Ok, I think I get you now - you're trying to add some member variables to A (via the typedef) that are of types defined in B. And you're at liberty to change A as much as you like as long as it doesn't break B? Is that a reasonably synopsis?

Well, you can't hold the members directly in A, but you can use something like void*, boost::any, or a similar concoction, where the type of the member variable declared in A is independent of T, but resolved to the correct type when it is used in member functions of A.

Ok, I think I get you now - you're trying to add some member variables to A (via the typedef) that are of types defined in B. And you're at liberty to change A as much as you like as long as it doesn't break B? Is that a reasonably synopsis?

Yes, pretty much this... actually, I can make minor changes to B, as long it doesn't break the whole thing.

For example, let's modify your original slightly:

template <class T>
class A
{
public:
typedef typename T::MyInt MyInt;
};

template <class T>
class B : public A<B<T> >
{
public:
};

In this case, A's definition of MyInt comes from B's definition, as you intended, but B's definition is inherited from A, which gets it from B<T>, which inherits it from A...

Graham, sorry but I think I didn't get how your sugestion would work (basically, because I don't get how MyInt will be instantiate in A). Haven't you forgotten of anything? Can you post an example of use?

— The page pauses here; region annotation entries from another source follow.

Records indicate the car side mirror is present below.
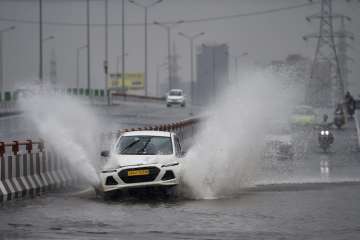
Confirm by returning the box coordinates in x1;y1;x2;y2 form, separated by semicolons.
100;150;110;157
180;151;186;157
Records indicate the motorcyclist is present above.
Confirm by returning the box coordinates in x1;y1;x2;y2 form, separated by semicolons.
345;91;356;117
334;103;346;128
318;114;334;144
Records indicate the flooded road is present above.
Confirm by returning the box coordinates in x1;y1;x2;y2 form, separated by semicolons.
0;184;360;239
0;102;360;240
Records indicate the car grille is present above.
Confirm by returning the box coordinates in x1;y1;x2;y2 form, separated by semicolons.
119;167;160;183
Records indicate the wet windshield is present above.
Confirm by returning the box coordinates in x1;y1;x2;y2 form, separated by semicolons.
294;108;314;115
169;91;182;96
116;136;173;155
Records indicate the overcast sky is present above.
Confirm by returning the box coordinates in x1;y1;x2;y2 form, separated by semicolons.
0;0;360;94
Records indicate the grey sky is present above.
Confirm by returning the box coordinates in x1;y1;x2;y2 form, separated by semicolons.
0;0;360;94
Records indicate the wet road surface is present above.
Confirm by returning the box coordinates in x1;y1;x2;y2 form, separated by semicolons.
0;103;360;240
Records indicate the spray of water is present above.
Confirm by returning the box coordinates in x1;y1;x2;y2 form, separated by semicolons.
183;66;301;198
19;86;100;185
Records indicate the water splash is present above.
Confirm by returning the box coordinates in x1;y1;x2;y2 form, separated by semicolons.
19;86;100;185
183;66;302;198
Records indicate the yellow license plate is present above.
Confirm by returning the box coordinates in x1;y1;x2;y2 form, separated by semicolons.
128;169;150;177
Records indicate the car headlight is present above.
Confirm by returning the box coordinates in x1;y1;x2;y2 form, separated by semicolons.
101;169;116;173
161;162;179;167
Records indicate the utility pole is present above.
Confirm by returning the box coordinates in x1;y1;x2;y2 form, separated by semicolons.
154;20;184;90
104;0;110;105
121;0;126;94
179;32;205;102
86;0;91;98
76;45;87;89
303;0;349;104
337;16;354;90
0;26;15;92
129;0;163;96
39;0;43;84
49;47;57;86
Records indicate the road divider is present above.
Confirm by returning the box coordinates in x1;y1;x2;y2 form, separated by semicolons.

Graham, sorry but I think I didn't get how your sugestion would work (basically, because I don't get how MyInt will be instantiate in A). Haven't you forgotten of anything? Can you post an example of use?
It won't work, that's the point. All I did was to change the access control on the typedef in A and remove the one from B. This is functionally equivalent to what you originally posted, except that the typedef the A is trying to access actually comes from A itself (via B), rather than being independently defined by B. The point being that using something from B could have come from A itself, and so we get the recursion that makes the general case of what you're trying to do problematic.

It's like mutally-composing class pairs: you have to break the recursion by introducing at least one pointer. In this case, you break the recursion by introducing a traits class.

Well, thanks everyone. I'll consider your comments.